Unfortunately, there aren't any tools currently for opening a HAR archive directly as a webpage. Perhaps someone could develop one using Electron? (Hold your downvotes – we actually need a full browser environment to render HTML and execute JavaScript. Isn't it?)

smittywerben · 2024-12-22T08:28:20 1734856100

Recording all of your SSL-decrypted network logs and reconstructing them later is one step further. I'm sure there's a chain of custody issue not much further.

But what I like about SingleFile is that printing the SingleFile page tends to print to PDF better than an actual dynamic page (annoying modals etc show up in the print that are not normally visible). I have a python service running that organizes my SingleFile html files into folders by each domain and stored my google drive.

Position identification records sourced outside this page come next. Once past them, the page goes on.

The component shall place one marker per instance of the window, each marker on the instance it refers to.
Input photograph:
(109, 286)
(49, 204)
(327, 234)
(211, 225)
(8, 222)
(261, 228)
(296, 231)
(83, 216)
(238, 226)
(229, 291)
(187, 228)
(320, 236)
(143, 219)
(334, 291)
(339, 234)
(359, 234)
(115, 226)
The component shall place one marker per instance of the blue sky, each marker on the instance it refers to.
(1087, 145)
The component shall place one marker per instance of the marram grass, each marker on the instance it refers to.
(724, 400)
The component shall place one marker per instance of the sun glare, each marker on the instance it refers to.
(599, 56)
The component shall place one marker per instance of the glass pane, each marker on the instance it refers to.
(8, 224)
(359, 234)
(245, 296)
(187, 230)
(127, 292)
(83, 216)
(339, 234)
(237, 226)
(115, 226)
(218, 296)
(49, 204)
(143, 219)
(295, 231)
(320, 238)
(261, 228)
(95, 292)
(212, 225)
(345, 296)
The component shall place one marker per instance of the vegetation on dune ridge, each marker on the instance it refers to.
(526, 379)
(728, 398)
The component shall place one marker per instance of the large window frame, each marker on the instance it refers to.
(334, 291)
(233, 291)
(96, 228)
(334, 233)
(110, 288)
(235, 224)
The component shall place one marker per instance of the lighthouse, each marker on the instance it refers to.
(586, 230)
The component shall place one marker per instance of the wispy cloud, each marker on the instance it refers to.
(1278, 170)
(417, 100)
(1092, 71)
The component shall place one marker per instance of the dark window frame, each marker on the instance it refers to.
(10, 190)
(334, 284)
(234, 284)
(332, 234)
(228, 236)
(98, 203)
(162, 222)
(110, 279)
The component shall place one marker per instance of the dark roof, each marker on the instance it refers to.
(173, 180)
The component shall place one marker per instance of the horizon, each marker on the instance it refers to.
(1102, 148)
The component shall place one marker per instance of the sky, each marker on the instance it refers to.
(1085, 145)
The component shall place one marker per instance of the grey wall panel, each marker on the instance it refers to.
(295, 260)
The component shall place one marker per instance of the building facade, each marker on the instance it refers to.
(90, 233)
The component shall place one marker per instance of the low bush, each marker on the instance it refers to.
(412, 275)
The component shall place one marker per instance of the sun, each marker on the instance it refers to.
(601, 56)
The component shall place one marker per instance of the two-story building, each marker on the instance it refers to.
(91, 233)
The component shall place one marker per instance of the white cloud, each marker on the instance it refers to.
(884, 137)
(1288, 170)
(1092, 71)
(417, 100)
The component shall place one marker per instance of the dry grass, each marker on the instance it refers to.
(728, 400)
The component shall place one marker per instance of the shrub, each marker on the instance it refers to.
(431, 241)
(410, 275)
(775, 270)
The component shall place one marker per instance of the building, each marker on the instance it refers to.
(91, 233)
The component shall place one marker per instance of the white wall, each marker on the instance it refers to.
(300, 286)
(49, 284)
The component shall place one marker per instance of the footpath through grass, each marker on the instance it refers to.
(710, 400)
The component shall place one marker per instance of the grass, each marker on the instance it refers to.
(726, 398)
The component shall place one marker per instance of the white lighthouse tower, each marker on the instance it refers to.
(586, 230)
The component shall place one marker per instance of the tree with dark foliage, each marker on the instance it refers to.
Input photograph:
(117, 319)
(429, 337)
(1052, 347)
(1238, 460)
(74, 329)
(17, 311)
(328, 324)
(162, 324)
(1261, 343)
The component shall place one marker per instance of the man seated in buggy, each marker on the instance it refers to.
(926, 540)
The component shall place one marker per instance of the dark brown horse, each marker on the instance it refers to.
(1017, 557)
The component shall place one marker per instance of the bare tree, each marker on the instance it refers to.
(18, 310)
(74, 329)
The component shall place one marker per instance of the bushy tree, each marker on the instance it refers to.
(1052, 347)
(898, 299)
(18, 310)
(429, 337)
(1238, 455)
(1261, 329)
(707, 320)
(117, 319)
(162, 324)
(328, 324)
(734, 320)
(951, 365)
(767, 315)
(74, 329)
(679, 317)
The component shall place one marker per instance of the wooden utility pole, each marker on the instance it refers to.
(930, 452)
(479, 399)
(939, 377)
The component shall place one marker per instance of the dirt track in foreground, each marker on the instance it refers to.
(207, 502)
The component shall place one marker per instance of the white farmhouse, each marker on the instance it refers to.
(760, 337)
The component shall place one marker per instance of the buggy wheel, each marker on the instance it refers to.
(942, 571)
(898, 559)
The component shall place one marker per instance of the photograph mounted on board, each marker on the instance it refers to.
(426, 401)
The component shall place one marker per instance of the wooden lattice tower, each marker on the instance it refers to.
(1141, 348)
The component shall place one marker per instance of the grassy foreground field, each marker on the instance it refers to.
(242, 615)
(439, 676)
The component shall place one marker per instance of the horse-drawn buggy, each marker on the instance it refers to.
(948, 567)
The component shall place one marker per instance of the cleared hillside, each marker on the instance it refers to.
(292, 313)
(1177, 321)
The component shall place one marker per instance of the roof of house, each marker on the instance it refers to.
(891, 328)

It's like a confused mix of wget's -x directories and a postscript printer so you can avoid chrome's print to skia pdf pipeline until a brighter day.

stuffoverflow · 2024-12-22T18:43:31 1734893011

I'm pretty sure I've used some tool in the past to convert a HAR in to WARC which can then be browsed with https://replayweb.page/

dannyobrien · 2024-12-21T21:38:28 1734817108

If today's Hacker News trend is "ways to archive web pages for permanent storage", let me also point folks to https://webrecorder.net/archivewebpage/ and the WebRecorder suite of tools.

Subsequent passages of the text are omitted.